DROWN
- Broken lock logo symbolizing DROWN attack
- CVE identifier: CVE-2016-0800
- Date discovered: March 2016; 10 years ago
- Discoverer: Nimrod Aviram, Sebastian Schinzel
- Affected software: SSL (v2)
- Website: drownattack.com

= DROWN attack =

Security bug

The DROWN (Decrypting RSA with Obsolete and Weakened eNcryption) attack is a cross-protocol security bug that attacks servers supporting modern SSLv3/TLS protocol suites by using their support for the obsolete, insecure, SSL v2 protocol to leverage an attack on connections using up-to-date protocols that would otherwise be secure. DROWN can affect all types of servers that offer services encrypted with SSLv3/TLS yet still support SSLv2, provided they share the same public key credentials between the two protocols. Additionally, if the same public key certificate is used on a different server that supports SSLv2, the TLS server is also vulnerable due to the SSLv2 server leaking key information that can be used against the TLS server.

Full details of DROWN were announced in March 2016, along with a patch that disables SSLv2 in OpenSSL; the vulnerability was assigned the ID . The patch alone will not be sufficient to mitigate the attack if the certificate can be found on another SSLv2 host. The only viable countermeasure is to disable SSLv2 on all servers.

The researchers estimated that 33% of all HTTPS sites were affected by this vulnerability as of March 1, 2016.

== Details ==
DROWN is an acronym for "Decrypting RSA with Obsolete and Weakened eNcryption".
It exploits a vulnerability in the combination of protocols used and the configuration of the server, rather than any specific implementation error. According to the discoverers, the exploit cannot be fixed by making changes to client software such as web browsers.

The exploit includes a chosen-ciphertext attack with the use of a SSLv2 server as a Bleichenbacher oracle. SSLv2 worked by encrypting the master secret directly using RSA, and 40-bit export ciphersuites worked by encrypting only 40 bits of the master secret and revealing the other 88 bits as plaintext. The 48-byte SSLv3/TLS encrypted RSA ciphertext is "trimmed" to 40-bit parts and is then used in the SSLv2 ClientMasterKey message, which the server treats as the 40-bit part of the SSLv2 master secret (the other 88 bits can be any value sent by the client as plaintext). By brute forcing the 40-bit encryption, the ServerVerify message can be used as the oracle.

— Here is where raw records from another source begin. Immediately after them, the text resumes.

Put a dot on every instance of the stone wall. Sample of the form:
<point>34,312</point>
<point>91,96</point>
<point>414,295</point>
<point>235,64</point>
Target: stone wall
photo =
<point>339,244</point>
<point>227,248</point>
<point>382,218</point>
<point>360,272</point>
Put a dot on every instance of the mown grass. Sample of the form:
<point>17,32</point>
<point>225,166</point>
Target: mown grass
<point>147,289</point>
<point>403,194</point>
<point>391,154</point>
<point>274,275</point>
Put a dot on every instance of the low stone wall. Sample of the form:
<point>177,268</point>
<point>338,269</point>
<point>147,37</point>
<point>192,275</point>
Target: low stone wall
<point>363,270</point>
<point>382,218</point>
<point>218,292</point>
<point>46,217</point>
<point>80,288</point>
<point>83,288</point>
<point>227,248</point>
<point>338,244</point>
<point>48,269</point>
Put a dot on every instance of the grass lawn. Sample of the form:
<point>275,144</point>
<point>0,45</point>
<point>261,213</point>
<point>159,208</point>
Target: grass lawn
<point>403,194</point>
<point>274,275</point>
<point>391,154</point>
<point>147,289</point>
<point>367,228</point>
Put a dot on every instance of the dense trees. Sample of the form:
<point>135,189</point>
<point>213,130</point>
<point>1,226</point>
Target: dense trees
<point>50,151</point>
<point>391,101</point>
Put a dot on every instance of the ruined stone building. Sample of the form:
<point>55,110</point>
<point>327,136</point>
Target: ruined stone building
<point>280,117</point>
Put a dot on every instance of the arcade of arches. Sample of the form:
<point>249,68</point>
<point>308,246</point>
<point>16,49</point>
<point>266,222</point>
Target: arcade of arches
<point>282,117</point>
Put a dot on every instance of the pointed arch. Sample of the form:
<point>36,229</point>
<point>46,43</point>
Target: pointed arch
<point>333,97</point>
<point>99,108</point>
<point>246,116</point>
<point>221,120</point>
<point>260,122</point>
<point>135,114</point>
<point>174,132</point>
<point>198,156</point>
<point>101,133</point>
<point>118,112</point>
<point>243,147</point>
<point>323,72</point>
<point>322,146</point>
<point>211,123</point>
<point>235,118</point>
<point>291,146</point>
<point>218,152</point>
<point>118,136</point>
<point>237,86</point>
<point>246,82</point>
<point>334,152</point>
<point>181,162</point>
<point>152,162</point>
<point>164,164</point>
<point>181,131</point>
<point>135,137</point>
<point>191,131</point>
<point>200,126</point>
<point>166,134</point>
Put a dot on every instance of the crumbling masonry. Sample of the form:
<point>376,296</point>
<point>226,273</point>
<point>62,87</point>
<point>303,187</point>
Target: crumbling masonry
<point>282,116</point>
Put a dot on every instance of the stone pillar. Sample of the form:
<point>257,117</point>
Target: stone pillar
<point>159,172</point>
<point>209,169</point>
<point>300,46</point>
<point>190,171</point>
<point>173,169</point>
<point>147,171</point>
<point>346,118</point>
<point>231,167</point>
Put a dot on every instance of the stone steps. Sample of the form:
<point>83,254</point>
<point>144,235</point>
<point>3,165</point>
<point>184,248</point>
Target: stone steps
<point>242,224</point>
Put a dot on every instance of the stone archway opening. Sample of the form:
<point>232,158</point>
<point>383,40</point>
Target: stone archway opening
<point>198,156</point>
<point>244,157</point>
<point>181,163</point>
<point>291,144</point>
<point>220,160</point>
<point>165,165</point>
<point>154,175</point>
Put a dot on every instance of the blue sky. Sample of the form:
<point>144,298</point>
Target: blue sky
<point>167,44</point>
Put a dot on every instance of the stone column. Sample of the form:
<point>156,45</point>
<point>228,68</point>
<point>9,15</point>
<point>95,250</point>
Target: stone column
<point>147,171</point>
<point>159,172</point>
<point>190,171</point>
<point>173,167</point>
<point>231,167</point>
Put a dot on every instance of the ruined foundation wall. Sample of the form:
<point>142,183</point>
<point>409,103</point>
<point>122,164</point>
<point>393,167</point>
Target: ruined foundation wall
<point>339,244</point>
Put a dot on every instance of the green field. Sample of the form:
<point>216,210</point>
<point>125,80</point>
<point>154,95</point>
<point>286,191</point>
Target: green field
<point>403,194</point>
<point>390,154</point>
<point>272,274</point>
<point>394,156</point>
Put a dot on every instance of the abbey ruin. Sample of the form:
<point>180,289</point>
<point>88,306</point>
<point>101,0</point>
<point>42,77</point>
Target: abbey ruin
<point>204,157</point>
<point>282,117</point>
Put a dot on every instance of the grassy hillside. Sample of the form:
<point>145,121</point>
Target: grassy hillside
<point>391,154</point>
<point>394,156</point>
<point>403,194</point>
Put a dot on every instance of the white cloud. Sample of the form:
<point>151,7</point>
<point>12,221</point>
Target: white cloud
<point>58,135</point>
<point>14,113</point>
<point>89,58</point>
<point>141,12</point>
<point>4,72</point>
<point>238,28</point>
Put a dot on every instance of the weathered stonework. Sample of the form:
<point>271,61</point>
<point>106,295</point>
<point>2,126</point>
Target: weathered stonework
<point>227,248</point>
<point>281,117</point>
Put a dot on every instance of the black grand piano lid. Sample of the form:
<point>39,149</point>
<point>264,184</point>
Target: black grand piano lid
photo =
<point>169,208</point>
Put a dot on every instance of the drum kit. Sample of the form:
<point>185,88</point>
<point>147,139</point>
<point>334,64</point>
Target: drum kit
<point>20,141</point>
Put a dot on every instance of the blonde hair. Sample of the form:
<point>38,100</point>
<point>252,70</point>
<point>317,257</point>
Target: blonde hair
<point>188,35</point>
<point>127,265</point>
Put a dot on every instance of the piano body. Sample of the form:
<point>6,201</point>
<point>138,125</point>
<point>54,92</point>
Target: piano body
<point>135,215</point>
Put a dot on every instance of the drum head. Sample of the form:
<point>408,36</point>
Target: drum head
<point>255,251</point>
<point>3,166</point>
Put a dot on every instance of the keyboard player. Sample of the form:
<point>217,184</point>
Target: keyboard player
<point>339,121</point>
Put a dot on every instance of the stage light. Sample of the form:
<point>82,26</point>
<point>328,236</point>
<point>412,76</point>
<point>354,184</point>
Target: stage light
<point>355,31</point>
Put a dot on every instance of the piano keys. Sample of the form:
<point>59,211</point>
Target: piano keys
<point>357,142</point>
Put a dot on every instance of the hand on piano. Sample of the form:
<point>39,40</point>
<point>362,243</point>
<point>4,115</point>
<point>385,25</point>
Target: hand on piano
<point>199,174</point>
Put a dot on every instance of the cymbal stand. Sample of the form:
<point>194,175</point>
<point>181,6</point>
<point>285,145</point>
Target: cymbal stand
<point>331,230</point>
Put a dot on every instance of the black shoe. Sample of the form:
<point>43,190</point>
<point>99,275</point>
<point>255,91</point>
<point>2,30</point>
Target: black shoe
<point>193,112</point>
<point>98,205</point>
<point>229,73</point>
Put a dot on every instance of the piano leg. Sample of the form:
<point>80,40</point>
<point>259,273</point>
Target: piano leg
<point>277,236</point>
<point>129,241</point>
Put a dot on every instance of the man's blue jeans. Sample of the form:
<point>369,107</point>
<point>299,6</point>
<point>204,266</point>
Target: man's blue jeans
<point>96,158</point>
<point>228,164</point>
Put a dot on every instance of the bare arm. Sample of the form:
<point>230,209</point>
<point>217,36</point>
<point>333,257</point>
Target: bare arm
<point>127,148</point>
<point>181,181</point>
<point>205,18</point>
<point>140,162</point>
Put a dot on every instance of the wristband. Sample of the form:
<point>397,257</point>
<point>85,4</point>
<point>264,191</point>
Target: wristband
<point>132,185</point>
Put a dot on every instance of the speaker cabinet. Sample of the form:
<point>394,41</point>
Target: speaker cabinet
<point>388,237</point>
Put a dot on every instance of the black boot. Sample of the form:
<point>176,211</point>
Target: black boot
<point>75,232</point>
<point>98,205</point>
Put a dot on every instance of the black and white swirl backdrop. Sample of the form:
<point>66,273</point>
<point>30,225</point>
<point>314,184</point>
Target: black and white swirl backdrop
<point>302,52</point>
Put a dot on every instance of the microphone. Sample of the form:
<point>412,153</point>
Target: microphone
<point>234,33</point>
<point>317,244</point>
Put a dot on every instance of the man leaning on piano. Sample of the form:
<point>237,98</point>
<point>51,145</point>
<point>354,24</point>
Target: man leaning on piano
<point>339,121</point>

The proof-of-concept attack demonstrated how both multi-GPU configurations and commercial cloud computing could perform part of the codebreaking calculations, at a cost of around $18,000 for the GPU setup and a per-attack cost of $400 for the cloud. A successful attack will provide the session key for a captured TLS handshake.

The investigators, who described the attack above as the general DROWN attack also found a specific weakness in the OpenSSL implementation of SSLv2 that allowed what they called a special DROWN attack. This vastly reduced the effort required to break the encryption, making real-time man-in-the-middle attacks possible that required only modest computing resources. The OpenSSL implementation of SSLv2 until 2015 did not check that the clear and encrypted key lengths are correct, allowing for example only 8-bit of the master secret to be encrypted. Until 2015, OpenSSL would also overwrite the wrong bytes in the SSLv2 master secret during its attempt at the Bleichenbacher countermeasure. Until 2016, OpenSSL would also happily negotiate disabled SSLv2 ciphersuites. Unlike SSLv3 and later, in SSLv2 the client was supposed to choose from a list of ciphersuites offered by the server but OpenSSL would allow use of unlisted ciphersuites.

The original reporters of the bug were the security researchers Nimrod Aviram and Sebastian Schinzel.

== Mitigation ==
To protect against DROWN, server operators need to ensure that their private keys are not used anywhere with server software that allows SSLv2 connections. This includes web servers, SMTP servers, IMAP and POP servers, and any other software that supports SSL/TLS.

The OpenSSL group has released a security advisory, and a set of patches intended to mitigate the vulnerability by removing support for obsolete protocols and ciphers. However, if the server's certificate is used on other servers that support SSLv2, it is still vulnerable, and so are the patched servers.

Numerous sources have recommended that the vulnerability be patched as soon as possible by site operators.